Re: [pcre-dev] 'Hard' partial matching don't work with some …

Top Page
Delete this message
Author: Philip Hazel
Date:  
To: ND
CC: Pcre-dev
Subject: Re: [pcre-dev] 'Hard' partial matching don't work with some assertions
On Sun, 29 Aug 2010, ND wrote:

> '\z' need to know not value of next character but *it's presence*.


Yes, and if the matching is at the end of the string, it knows there is
no presence because there are no more characters.

> And '\b' assertion must know next character.


Again, \b is defined to match at the end of the string if the last
character matches \w.

Both of these effects occur because the "partial" means "partial
matching", not "partial string".

> How can I check it right in multisegment string?


I do not know. PCRE was not designed to work with multisegment strings.

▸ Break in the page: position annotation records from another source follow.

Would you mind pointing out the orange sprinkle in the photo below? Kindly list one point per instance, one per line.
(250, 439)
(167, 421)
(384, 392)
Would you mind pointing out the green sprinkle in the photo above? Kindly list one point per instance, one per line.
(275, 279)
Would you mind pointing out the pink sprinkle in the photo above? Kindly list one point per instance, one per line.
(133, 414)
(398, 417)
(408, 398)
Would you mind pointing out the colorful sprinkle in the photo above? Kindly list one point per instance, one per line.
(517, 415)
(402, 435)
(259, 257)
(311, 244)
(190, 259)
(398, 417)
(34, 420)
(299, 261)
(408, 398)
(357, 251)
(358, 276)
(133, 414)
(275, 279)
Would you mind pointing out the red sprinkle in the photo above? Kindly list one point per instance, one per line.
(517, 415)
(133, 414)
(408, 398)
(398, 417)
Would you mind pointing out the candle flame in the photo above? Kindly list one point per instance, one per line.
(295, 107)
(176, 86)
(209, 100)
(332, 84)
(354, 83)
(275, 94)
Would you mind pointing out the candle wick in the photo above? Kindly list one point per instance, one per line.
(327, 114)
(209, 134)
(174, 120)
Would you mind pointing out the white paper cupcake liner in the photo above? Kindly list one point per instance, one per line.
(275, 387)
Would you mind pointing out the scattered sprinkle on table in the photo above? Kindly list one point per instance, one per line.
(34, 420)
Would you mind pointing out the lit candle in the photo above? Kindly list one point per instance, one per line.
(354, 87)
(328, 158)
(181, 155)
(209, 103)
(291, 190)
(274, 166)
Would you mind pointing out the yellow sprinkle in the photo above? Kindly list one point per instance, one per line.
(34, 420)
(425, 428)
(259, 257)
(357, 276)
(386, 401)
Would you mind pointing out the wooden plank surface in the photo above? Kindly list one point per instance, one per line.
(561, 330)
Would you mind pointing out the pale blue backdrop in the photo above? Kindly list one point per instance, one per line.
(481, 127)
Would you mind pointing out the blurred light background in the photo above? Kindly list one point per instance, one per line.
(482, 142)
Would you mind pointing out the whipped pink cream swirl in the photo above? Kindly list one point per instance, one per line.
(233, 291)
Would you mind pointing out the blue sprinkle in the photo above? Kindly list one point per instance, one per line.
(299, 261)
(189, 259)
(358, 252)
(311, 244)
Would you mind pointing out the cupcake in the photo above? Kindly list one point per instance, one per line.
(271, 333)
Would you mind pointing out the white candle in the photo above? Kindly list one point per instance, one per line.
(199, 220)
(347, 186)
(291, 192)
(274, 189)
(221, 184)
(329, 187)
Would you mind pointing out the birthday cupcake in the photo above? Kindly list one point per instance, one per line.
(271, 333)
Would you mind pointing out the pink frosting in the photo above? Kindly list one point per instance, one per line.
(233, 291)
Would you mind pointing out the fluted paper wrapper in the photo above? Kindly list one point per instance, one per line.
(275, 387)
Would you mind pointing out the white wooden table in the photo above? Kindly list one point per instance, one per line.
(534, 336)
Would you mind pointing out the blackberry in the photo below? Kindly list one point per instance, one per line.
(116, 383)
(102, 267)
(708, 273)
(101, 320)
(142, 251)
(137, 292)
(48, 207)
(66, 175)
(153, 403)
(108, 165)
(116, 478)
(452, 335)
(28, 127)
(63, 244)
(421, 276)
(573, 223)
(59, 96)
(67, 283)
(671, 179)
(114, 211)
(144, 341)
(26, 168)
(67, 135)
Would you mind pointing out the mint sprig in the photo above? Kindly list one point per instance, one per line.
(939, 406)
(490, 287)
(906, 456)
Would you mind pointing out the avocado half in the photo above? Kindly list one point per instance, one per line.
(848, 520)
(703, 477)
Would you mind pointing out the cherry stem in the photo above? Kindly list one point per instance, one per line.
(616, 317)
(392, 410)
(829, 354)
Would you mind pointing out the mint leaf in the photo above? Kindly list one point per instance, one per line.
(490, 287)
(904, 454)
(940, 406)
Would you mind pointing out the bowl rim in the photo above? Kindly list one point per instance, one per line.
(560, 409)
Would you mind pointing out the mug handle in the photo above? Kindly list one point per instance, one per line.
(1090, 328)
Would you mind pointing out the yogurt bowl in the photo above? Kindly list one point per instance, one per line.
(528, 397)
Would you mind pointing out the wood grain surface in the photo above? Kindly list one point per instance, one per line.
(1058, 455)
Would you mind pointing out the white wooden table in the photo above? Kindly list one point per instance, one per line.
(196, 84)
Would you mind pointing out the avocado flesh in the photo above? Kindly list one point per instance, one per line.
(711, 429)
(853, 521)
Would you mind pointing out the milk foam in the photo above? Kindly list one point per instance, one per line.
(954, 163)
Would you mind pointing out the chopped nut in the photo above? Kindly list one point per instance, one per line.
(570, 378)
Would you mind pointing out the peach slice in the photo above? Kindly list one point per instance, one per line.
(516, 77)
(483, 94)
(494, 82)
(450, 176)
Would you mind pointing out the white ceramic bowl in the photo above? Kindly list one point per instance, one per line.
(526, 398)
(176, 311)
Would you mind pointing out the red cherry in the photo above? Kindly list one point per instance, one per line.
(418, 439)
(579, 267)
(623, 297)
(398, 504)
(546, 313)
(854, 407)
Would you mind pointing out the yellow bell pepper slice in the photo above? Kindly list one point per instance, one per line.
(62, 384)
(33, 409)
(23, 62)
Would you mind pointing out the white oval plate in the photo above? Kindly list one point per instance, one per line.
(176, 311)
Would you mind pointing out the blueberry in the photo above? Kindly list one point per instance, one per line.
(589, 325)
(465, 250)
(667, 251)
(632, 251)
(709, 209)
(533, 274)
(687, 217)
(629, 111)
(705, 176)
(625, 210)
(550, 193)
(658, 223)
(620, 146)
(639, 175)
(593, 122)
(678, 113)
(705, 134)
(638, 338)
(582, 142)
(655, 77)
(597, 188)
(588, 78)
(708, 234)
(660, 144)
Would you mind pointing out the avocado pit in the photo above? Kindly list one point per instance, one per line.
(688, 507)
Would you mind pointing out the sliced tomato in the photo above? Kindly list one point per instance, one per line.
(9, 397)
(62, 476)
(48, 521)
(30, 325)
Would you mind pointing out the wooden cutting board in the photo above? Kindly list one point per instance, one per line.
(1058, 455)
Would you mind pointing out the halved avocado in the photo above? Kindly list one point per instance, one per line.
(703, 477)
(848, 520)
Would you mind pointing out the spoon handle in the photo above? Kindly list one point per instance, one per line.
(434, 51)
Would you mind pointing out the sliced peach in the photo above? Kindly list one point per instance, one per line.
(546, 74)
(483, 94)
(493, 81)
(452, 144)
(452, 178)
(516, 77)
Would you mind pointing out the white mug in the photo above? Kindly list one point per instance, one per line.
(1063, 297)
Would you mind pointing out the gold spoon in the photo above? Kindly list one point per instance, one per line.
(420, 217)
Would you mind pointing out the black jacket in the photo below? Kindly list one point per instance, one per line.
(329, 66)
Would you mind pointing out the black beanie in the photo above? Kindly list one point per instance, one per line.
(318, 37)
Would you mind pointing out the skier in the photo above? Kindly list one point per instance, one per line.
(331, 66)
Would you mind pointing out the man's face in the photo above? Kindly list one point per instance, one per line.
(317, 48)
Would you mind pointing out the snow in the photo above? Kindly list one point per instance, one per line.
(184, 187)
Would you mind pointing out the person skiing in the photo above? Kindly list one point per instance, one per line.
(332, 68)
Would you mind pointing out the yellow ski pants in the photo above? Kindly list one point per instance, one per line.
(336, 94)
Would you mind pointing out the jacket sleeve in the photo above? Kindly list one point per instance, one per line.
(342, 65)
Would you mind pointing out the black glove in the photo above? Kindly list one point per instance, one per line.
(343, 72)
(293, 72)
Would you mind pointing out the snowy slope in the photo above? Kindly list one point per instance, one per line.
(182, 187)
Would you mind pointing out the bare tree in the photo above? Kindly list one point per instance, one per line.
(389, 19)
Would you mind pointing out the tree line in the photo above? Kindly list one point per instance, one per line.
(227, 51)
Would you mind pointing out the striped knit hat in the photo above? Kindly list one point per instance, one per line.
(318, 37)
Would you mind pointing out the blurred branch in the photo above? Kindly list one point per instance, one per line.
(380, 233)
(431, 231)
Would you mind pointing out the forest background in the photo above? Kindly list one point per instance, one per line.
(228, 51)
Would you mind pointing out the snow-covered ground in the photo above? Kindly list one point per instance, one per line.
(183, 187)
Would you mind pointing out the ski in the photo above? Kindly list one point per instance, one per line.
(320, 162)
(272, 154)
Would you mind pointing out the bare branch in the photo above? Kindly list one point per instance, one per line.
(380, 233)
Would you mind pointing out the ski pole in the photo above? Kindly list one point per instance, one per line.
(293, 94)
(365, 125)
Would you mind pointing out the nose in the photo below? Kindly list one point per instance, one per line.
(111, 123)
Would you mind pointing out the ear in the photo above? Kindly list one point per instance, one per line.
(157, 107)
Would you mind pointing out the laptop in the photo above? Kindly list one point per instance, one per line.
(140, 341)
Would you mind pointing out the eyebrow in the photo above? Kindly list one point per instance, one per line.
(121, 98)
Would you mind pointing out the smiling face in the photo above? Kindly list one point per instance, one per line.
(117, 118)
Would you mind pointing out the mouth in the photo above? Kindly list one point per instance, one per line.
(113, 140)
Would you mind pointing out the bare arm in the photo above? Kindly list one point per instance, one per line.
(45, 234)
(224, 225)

[Idea: if you get a match and the match ends at the end of your segment,
add the next segment and try again?]

> Say, please, what appliance to 'hard' option kepped in mind if it can not
> operate with multisegment strings?


"Hard" prefers a partial match to a later, complete match (as described
in the "pcrepartial" document. "Soft" prefers a later, complete match if
it can find one.

> I think when 'hard' option was borned, this lookahead assertions action
> does not have been taken in consideration. And the accordant correction
> will fix the problem.


I will not change current behaviour because there may be people who are
relying on it. Compatibility is important.

In theory, perhaps, a new option could be added. However, I am now
retired (and getting old and more forgetful) and I do not think I will
have the desire, or the time, to add new features to PCRE, though I do
still mend bugs.

Presumably, the restrictions for pcre_dfa_exec() mean that you can't use
it? It is more straightforward to handle multisegment strings with
pcre_dfa_exec(), but it does behave in a very different way.

I am sorry that I have misunderstood you during this thread; I plead old
age.

Philip

--
Philip Hazel